When I posted this page, it would be a good idea to encourage my visitors to work out for themselves how I did what I did to go from downloading data in a very unfriendly format to data that was exactly what I needed to be able to analyze.

Brian Green wrote to me and asked how I did it! When I worked through and wrote down what I did it took a long time: hence this page! This is what I sent to Brian and PLEASE read it carefully as it is a bit complex in parts:

This problem comes very often when copying and pasting from some web sites: it’s a pain but not deadly! Very commonly, the problem is that all data on one row ends up in one cell and that is easy to manage with the text to columns function in Excel. Of course, that is not what has happened here so I threw that in as a free gift!

The approach I used in the case of the Forbes 2000 is firstly, as I said on the site, to copy and paste special: that gets rid of hyperlinks and graphics that otherwise came with the data. You don’t want to have to try to clean up such nonsense when there are 2000 instances of each problem!

The following is what I did; and I have to say that there are other ways of solving this problem so I am only giving one solution:

each record looks like this

Cell A7 1
Cell A8 JP Morgan Chase
Cells A9:E9 United States $115.5 B $17.4 B $2117.6 B $182.2 B

That is, each company’s record has been spread across three rows;

I recommend the first thing you do is to copy the sheet so that if you really make a mess, you’ve got the original to work from.

Starting in Cell F7 I entered the following =A7
Then in Cell G7 I entered =A8
Finally, in Cell H7 I entered =A9 … which I then copied across to L7

In the range F7:L7 you should now see the entire, contiguous record relating to JP Morgan Chase

The problem now is to copy that down the entire sheet which is, you’ll appreciate more than 6,000 rows deep. Do the following:

Select the range F7:L10 and then drag that all the way down to the end of the entire range … make sure you select F7:L10 … can you see what you are doing and why? You should now have the list of all records in a format that you are almost happy with

Now you have to copy and paste all of your new data series and paste special as values: this converts your formulas to numbers and words rather than leaving them as formulas.
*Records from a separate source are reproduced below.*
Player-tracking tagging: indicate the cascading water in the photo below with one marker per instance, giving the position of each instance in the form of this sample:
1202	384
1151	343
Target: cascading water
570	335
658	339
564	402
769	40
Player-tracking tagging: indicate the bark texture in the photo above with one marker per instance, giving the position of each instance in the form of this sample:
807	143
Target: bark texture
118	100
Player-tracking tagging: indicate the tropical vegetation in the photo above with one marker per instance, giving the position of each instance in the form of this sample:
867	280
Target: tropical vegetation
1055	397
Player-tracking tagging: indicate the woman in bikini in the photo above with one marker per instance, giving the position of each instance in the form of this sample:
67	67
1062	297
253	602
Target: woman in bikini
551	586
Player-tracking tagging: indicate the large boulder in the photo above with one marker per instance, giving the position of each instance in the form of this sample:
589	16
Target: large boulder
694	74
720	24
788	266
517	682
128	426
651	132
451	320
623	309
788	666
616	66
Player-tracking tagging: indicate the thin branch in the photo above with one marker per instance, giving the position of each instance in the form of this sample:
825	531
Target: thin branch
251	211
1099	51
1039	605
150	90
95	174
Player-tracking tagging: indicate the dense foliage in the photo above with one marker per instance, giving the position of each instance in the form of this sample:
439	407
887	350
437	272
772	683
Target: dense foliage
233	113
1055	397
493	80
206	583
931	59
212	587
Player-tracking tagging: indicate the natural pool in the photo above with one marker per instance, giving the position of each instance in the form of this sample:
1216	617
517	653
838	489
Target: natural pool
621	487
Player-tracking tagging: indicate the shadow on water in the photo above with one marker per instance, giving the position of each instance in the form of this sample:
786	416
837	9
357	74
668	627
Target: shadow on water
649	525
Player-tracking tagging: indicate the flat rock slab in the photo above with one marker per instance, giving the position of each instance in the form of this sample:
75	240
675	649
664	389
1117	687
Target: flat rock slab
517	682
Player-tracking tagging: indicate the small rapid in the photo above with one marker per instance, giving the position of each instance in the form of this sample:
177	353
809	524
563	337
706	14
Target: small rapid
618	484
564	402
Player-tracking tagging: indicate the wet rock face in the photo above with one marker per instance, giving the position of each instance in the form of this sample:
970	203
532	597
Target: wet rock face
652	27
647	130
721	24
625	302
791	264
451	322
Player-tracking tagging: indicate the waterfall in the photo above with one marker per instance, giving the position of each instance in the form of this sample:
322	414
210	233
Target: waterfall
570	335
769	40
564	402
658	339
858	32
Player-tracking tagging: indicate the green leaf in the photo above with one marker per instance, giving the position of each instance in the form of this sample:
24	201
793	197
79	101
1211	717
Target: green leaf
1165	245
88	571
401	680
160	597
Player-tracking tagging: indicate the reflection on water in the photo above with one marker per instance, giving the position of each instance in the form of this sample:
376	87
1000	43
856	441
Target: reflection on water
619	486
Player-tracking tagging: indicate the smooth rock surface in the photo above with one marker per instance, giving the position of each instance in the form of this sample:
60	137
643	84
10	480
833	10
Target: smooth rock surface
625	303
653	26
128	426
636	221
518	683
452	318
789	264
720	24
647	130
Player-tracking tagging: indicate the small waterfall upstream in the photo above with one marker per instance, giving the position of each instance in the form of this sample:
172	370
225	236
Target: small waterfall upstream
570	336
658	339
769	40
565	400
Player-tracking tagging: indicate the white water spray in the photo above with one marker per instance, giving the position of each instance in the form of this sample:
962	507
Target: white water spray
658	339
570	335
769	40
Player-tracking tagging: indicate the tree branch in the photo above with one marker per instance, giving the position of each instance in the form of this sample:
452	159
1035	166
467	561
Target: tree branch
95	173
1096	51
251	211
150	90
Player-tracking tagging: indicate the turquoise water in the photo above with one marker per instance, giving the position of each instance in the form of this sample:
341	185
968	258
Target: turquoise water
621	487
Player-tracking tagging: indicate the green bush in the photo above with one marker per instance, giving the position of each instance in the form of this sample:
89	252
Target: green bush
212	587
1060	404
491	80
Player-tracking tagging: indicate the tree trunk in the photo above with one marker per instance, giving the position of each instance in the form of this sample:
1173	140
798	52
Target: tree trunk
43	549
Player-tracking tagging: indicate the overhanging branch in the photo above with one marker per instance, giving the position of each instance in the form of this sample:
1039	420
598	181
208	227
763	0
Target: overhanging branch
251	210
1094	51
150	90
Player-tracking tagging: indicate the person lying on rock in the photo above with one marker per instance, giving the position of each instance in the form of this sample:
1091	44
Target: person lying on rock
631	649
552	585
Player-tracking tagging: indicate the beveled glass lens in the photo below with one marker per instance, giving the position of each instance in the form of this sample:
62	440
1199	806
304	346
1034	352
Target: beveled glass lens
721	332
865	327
The next step is to custom sort the data: sort on column F and select smallest to largest: what this does is to get rid of all the empty rows between records. This uses the Rank data column and puts the company ranked 1 at the top of the list and the company ranked 2000 at the bottom of the list.
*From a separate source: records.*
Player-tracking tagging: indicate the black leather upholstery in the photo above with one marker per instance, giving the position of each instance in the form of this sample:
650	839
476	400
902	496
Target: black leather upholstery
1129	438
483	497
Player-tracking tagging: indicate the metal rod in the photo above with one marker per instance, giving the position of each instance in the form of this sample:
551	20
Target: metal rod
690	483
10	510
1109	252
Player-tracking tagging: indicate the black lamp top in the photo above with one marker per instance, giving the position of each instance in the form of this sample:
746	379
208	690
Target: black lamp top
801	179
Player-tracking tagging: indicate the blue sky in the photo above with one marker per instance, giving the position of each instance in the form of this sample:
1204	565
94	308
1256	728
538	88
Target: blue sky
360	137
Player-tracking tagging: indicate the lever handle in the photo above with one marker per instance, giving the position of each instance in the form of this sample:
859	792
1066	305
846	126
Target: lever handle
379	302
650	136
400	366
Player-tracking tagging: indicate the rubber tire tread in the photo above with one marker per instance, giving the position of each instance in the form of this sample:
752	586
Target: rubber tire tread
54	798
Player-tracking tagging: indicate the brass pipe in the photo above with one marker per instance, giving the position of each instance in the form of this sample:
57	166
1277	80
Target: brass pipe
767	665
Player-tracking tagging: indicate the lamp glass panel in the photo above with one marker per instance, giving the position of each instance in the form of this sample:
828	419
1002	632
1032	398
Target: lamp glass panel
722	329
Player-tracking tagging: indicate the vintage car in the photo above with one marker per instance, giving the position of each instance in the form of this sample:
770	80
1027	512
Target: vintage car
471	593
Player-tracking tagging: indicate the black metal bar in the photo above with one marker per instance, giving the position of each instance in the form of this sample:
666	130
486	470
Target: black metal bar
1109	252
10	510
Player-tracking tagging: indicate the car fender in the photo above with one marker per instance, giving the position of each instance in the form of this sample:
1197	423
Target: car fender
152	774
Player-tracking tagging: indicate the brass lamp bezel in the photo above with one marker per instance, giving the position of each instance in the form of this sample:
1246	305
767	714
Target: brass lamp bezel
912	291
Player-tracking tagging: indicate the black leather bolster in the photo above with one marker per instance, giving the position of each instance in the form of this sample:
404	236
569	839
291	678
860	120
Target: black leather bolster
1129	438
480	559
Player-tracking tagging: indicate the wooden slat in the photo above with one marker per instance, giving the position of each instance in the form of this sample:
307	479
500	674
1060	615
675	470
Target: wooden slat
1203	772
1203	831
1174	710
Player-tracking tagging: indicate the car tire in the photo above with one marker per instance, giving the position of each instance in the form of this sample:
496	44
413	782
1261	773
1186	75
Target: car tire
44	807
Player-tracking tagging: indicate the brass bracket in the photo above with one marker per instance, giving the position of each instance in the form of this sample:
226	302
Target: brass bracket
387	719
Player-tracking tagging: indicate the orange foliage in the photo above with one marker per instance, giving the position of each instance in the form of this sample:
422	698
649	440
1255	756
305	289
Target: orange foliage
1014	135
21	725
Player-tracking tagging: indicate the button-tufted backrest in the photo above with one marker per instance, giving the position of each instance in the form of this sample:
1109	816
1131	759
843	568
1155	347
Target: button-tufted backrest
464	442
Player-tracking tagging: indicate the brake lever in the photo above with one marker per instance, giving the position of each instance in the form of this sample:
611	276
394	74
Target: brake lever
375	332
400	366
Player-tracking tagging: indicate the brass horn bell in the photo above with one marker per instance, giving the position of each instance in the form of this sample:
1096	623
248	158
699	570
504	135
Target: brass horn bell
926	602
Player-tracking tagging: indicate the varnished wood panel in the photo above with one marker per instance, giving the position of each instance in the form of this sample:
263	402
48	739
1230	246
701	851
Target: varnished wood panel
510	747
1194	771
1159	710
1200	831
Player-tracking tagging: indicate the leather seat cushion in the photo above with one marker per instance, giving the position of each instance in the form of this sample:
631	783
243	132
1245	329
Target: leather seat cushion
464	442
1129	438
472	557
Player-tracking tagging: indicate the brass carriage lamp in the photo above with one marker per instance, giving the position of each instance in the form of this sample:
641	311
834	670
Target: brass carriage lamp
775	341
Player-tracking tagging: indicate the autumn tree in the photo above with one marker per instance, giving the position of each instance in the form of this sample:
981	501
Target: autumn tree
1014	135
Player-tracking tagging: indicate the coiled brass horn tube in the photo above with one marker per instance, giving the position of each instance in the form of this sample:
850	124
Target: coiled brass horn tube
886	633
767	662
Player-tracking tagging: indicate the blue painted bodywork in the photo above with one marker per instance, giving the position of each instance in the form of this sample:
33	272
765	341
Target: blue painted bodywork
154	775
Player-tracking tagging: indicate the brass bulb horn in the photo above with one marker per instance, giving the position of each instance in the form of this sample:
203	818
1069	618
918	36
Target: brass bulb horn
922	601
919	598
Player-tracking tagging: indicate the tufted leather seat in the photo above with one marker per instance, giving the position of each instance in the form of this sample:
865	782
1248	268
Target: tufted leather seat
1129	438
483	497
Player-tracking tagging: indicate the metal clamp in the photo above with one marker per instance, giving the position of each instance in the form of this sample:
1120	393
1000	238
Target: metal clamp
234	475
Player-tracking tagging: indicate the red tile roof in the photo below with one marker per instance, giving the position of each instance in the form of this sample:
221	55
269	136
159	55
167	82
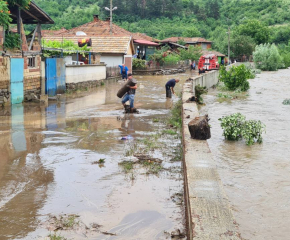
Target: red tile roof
145	42
187	40
97	28
101	44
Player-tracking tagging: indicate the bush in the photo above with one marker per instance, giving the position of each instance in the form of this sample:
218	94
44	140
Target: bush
138	64
172	58
267	57
236	127
12	41
236	77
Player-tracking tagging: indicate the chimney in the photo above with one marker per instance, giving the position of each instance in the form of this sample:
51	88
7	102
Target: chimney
96	18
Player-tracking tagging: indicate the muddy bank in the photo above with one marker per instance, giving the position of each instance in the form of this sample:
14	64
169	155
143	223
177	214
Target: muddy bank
256	178
48	167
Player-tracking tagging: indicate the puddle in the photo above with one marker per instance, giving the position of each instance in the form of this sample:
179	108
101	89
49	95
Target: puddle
48	167
256	178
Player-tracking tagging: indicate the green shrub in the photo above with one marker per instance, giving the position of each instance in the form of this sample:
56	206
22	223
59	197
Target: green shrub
12	41
267	57
138	64
236	77
235	127
172	58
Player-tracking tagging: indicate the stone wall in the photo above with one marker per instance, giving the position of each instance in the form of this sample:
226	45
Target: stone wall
84	85
208	213
159	71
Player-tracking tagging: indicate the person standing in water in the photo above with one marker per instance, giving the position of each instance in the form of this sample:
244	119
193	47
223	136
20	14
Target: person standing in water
130	95
169	86
124	71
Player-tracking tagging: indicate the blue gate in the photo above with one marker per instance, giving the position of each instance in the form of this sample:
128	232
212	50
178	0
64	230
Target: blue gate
17	76
54	76
18	131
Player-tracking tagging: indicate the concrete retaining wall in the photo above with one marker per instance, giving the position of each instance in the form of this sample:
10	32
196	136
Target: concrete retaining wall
83	73
207	208
207	79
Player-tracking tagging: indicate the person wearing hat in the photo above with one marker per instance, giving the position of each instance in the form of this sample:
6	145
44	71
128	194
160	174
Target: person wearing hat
124	71
130	95
169	86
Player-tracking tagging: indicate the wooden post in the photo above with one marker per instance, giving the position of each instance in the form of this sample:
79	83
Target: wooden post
199	128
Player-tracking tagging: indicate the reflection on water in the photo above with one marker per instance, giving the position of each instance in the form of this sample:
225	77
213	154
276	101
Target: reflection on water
46	165
256	178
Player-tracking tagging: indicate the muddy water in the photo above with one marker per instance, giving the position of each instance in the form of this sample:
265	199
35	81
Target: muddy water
46	156
256	178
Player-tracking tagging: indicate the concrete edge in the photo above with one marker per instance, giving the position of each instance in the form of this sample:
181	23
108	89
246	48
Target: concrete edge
208	213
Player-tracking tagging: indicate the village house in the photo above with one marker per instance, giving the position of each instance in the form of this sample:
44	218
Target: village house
174	42
114	49
20	70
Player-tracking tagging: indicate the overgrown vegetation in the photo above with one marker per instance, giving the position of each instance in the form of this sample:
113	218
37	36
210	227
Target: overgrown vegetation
236	127
12	41
267	57
236	77
142	150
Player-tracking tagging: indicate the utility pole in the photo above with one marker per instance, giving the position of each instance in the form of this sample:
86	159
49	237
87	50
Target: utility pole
229	33
111	9
229	50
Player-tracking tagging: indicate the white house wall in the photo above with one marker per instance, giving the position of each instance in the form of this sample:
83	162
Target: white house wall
112	61
84	73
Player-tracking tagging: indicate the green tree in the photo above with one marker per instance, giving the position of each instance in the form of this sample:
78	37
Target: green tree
254	29
191	32
267	57
235	77
242	45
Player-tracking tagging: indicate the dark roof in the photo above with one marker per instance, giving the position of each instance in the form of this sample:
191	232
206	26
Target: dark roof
32	15
185	39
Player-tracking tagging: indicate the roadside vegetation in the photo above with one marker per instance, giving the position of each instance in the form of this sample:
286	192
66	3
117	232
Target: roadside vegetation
141	153
236	127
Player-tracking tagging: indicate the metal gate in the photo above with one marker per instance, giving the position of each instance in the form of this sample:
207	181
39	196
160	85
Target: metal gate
54	76
17	76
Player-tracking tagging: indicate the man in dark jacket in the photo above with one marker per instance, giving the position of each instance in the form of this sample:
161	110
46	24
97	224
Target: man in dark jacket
169	86
130	95
124	71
Now you need to convert $115.5 B into 115,500 and $56.7 M into 56.7 … this puts both sets of numbers on the same base: millions. Alternatively, keep $115.5 B as $115.5 and make $56.7 M read 0.0567 … billions

Find and Replace all $ … please note, there might be a SPACE following this $, so find and replace $ SPACE … with nothing so that $115.5 B becomes 115.5 B, $56.7 M becomes 56.7 M and so on

Select all of the values and Find and Replace the letter B and the space that precedes it, in all cells … that is, SPACE B … they should all become values now. All cells with the letter M in them have not been changed yet and the following formula will deal with that now:

In Cell N7 enter =IF(RIGHT(I7,1)=”M”,LEFT(I7,FIND(“.”,I7,1)+1),I7*1000)

What that formula does is to find all cells that have SPACE M in them and then extract the values from them. Alternatively it says, this cell has no SPACE M in it so multiply what is there by 1000. We have now converted B to billions and M to billions too.

Copy your new values range with paste special as values and delete the original numbers …

If by chance the values that had letter M in them are still not showing as values, do the following: enter number 1 in a blank cell and copy it, select all of the values then choose paste special and select multiply, click replace all and everything should now be a number. Delete that number 1 now.

That’s it!

As I said above, there are other ways of doing this without a doubt but that is what I did!

I hope this helps and if you do work through with a different set of techniques then I would be very happy to learn about it.